For high-dimensional data with known groups, derive scores for plotting

Share:

Description

Cross-validated linear discriminant calculations determine the optimum number of features. Test and training scores from successive cross-validation steps determine, via a principal components calculation, a low-dimensional global space onto which test scores are projected, in order to plot them.
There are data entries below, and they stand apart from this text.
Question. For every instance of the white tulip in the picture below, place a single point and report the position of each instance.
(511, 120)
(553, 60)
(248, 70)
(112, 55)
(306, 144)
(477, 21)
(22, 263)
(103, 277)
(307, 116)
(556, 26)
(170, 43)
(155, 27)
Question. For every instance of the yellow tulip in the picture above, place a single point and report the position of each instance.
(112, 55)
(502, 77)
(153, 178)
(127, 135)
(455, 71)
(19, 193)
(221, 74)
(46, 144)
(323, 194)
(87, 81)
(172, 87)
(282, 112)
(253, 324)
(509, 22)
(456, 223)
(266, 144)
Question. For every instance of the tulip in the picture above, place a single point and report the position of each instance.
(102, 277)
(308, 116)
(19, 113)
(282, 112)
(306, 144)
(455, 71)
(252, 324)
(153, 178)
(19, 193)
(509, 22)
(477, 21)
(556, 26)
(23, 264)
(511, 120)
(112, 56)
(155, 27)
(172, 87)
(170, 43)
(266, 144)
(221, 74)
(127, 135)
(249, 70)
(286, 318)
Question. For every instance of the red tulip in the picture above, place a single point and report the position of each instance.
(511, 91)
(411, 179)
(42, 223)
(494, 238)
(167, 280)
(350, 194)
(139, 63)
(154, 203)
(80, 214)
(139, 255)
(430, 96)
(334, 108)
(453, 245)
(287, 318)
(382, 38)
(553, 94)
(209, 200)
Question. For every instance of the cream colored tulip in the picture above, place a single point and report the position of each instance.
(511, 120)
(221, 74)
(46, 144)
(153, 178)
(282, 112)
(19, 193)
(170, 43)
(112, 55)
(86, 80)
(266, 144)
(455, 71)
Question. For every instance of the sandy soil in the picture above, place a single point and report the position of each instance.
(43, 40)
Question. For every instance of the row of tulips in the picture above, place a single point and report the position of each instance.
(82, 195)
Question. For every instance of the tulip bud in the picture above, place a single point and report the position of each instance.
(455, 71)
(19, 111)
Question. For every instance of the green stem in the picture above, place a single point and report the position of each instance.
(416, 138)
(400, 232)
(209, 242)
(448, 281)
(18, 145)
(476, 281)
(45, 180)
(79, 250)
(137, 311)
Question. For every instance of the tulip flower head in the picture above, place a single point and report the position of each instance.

Further functions are included for didactic purposes.

Details

Package: hddplot
Type: Package
Version: 1.0
Date: 2006-01-09
License: GPL Version 2 or later.

The most important functions are

cvdisc: Determine variation in cross-validated accuracy with number of features

cvscores: For a specific choice of number of features, determine scores that can be used for plotting

Note also scoreplot (plot scores), qqthin (qqplots, designed to avoid generating large files when there are many points), and functions that are intended to illustrate issues that arise in the plotting of expression array and other high-dimensional data

Author(s)

John Maindonald

Maintainer: John Maindonald <john.maindonald@anu.edu.au>

References

Maindonald, J.H. and Burden, C.J., 2005. Selection bias in plots of microarray or other data that have been sampled from a high-dimensional space. In R. May and A.J. Roberts, eds., Proceedings of 12th Computational Techniques and Applications Conference CTAC-2004, volume 46, pp. C59–C74.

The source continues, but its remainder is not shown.